Ele conta: "Justamente naquela época eu falei para mim mesmo: 'Desculpe, mas não é bem assim...' e resolvi assumir minha voz normal. Tanto que eu só vim a cantar bem mesmo a partir do quarto disco." Não por acaso intitulado Modo Livre, de 1974, seu primeiro fora da Phillips. Ainda que dando a si mesmo este desconto, Ivan não se perdoa e afirma: "Gostar de me ouvir cantando, só mesmo depois do Doce Presença ouvir 30s (1995), meu segundo disco pela Velas. Foi o CD que gravei depois de ter minhas primeiras aulas de canto. A professora me chamava de maluco... por ter passado tanto tempo cantando tão lá em cima, num tom tão mais alto que o meu natural."

A coleção da Universal dá um salto no tempo para 1981, ano em que Ivan volta à gravadora (na época, já renomeada Polygram). Daquilo que Eu Sei tinha como carro-chefe a faixa-título, e marcava a boa fase da parceria com Vitor Martins - com quem escreveu praticamente todo o LP. Da mesma fase são Depois dos Temporais e Juntos, que traziam de volta não apenas a colaboração estreita com Martins, mas também a produção de Gilson Peranzetta. No primeiro LP, Ivan começava a usar sintetizadores eletrônicos junto ao tradicional piano, adornando sucessos como a faixa-título e Lembra. Juntos é creditado na capa, de forma (quase) igualitária, a Ivan, Martins & Peranzetta. O álbum é notável por trazer, em cada uma de suas faixas, convidados especiais como Nana Caymmi (Bilhete), Simone (Bandeira do Divino), Paulinho da Viola (Saindo de Mim) e Elba Ramalho (Novo Tempo). "Tenho vontade de fazer novamente um disco nestes moldes, mesmo sem o impulso de comemorar coisa alguma - o Juntos foi em uma ocasião especial, uma outra época. Agora, queria pegar uns amigos internacionais - Sting, George Benson, Paul McCartney, Michel Legrand - para fazer um disco", afirma Ivan. Os dois últimos discos da série mostram o Ivan do fim dos anos 80, entronizado como "fornecedor" de sucessos para as telenovelas da rede Globo. Mãos, de 1987, tinha como hits Vieste, Nicarágua e Iluminada. Amar Assim, lançado em 1988, trazia Ainda Te Procuro e a faixa-título.

O pacote de oito títulos vem suprir a sanha dos colecionadores completistas, que perseguiam especialmente os três primeiros álbuns de Ivan. "Os primeiros LPs estavam realmente difíceis de se encontrar. A Universal sempre trabalhou muito com coletâneas, e isso retardava o relançamento dos originais.

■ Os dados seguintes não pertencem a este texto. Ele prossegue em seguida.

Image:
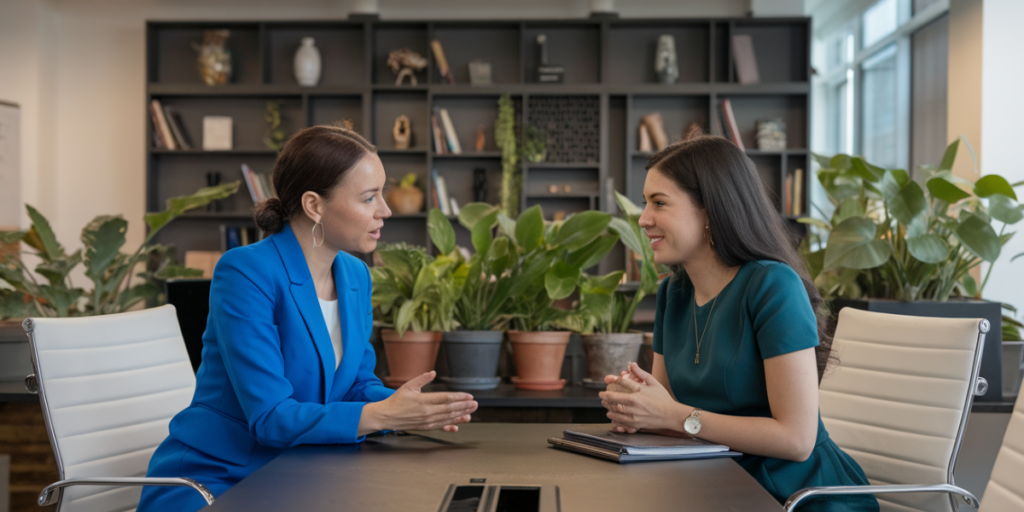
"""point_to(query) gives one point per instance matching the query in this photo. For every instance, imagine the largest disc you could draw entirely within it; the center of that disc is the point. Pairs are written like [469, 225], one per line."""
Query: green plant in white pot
[415, 296]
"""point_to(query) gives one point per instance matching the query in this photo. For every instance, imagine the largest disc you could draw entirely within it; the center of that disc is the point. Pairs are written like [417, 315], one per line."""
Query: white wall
[1001, 114]
[76, 67]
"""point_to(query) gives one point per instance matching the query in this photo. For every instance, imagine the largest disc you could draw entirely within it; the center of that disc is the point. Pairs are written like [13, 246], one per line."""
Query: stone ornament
[666, 65]
[402, 133]
[404, 62]
[214, 59]
[307, 64]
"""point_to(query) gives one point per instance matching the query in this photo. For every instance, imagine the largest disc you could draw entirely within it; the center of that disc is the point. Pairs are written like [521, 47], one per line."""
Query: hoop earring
[313, 233]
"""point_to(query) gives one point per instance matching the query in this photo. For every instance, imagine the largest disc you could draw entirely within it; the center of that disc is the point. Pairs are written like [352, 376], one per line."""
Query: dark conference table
[414, 472]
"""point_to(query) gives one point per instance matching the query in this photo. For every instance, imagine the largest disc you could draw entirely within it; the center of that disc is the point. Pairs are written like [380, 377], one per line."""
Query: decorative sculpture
[665, 60]
[402, 133]
[214, 59]
[406, 62]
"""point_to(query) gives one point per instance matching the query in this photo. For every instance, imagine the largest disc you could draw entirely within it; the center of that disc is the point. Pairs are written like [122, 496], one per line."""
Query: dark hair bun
[270, 216]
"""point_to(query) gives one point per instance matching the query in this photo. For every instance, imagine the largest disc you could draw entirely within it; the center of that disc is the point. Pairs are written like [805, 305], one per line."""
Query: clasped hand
[411, 409]
[636, 400]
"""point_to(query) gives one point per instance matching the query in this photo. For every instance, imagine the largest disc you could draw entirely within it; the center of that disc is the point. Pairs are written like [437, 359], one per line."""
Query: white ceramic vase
[307, 64]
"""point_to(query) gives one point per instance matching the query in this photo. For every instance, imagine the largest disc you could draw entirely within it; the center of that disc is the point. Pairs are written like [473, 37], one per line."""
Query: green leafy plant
[505, 138]
[275, 135]
[48, 290]
[891, 238]
[535, 144]
[548, 264]
[415, 291]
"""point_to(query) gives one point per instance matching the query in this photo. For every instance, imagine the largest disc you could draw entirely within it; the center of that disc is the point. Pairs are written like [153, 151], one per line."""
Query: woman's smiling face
[672, 220]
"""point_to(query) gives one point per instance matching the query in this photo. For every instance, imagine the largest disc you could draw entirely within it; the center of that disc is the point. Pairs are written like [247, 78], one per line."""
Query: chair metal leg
[804, 494]
[51, 495]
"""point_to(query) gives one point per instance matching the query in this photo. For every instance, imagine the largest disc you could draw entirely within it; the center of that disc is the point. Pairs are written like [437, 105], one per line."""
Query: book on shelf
[217, 133]
[181, 137]
[450, 135]
[442, 67]
[601, 441]
[440, 145]
[203, 260]
[160, 122]
[747, 62]
[730, 124]
[440, 187]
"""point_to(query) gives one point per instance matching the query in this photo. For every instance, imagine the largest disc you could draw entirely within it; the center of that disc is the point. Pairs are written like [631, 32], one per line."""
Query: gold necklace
[696, 360]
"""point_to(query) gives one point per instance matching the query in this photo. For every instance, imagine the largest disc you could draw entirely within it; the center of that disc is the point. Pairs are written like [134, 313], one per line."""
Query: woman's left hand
[647, 407]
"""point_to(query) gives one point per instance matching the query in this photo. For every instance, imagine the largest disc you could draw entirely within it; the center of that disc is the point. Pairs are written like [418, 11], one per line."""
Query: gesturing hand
[637, 400]
[411, 409]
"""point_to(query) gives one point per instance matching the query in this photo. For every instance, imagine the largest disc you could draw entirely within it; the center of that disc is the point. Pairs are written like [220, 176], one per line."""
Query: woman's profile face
[355, 211]
[672, 220]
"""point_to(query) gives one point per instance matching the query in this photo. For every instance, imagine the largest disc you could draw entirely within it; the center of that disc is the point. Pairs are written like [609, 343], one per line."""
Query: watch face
[691, 425]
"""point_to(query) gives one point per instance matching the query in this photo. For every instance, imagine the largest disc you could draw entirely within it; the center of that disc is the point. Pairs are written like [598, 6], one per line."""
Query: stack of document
[601, 441]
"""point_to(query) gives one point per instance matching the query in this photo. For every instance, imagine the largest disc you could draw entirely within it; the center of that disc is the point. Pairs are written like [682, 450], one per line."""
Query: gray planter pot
[991, 358]
[472, 358]
[15, 359]
[609, 354]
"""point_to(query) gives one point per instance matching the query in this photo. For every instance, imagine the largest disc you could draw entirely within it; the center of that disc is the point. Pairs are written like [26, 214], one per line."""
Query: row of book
[260, 187]
[441, 201]
[724, 123]
[168, 130]
[445, 141]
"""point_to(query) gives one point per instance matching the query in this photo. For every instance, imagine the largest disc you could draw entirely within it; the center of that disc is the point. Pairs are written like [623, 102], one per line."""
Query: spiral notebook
[600, 441]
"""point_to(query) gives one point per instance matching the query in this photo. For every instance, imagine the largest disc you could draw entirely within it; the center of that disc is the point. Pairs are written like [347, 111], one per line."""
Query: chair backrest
[109, 387]
[1005, 492]
[899, 399]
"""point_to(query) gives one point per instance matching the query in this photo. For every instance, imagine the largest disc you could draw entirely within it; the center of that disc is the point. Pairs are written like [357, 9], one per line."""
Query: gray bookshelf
[608, 69]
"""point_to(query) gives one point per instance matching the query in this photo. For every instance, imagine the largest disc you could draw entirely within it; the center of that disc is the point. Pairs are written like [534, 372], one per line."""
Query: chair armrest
[879, 489]
[51, 495]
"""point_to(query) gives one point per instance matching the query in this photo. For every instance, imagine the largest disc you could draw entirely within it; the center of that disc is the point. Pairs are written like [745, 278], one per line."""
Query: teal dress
[762, 312]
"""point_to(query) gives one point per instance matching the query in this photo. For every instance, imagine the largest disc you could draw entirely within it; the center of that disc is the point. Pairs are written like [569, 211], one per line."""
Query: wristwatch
[692, 423]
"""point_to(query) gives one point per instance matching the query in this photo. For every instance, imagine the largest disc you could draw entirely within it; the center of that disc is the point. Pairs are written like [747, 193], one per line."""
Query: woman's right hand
[411, 409]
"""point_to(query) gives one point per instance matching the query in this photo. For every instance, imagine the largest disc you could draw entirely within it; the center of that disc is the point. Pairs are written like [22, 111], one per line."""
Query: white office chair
[898, 403]
[1005, 492]
[109, 386]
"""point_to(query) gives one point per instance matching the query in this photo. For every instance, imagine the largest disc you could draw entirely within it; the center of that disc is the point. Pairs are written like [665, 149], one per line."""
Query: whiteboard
[10, 166]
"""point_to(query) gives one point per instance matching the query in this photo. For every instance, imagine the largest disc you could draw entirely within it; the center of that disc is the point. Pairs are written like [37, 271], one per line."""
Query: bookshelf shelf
[607, 65]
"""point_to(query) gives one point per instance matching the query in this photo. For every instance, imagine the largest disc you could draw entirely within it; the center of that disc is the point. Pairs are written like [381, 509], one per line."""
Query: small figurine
[214, 59]
[406, 62]
[481, 139]
[402, 133]
[666, 65]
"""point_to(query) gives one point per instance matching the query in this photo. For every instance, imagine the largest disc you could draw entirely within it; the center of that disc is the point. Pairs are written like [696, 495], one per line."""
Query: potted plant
[484, 286]
[548, 264]
[894, 246]
[415, 295]
[48, 290]
[605, 329]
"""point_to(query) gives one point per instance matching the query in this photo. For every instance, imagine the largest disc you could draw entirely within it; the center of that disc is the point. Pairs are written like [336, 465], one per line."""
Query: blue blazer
[267, 381]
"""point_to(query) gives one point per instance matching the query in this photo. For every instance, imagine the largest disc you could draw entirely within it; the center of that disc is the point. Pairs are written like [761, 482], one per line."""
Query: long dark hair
[743, 223]
[313, 160]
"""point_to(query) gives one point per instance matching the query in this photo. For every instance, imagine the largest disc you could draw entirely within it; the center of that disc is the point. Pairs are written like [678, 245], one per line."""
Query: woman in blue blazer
[286, 353]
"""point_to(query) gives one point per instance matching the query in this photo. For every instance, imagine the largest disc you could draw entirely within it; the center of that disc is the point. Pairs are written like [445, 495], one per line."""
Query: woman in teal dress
[739, 341]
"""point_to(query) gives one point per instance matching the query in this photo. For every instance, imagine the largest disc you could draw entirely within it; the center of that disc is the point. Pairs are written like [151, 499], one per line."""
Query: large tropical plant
[48, 291]
[892, 238]
[415, 291]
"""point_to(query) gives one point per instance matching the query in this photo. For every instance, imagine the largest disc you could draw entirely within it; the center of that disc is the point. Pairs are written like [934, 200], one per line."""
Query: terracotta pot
[647, 352]
[539, 357]
[409, 355]
[406, 200]
[609, 354]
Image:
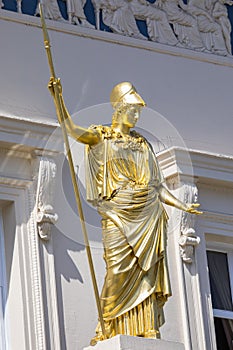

Então foi ótimo colocarem esses discos no mercado", fala o cantor. A trinca de álbuns iniciais também ganhou faixas-bônus para este relançamento, tudo supervisionado por Ivan. Ele conta: "Acompanhei o trabalho com Marcelo Fróes na escolha do repertório e informações sobre a concepção dos discos. Ele (Fróes) pede desculpas publicamente na questão das letras, que têm muitos erros. Alguns discos já não tinham os encartes. Ele foi ao meu site (www.ivanlins.com.br) consultar, mas trata-se de um trabalho muito recente, feito por universitários. Tem muita coisa tirada de ouvido, tem erros também. Mas ainda não tive tempo de fazer correções."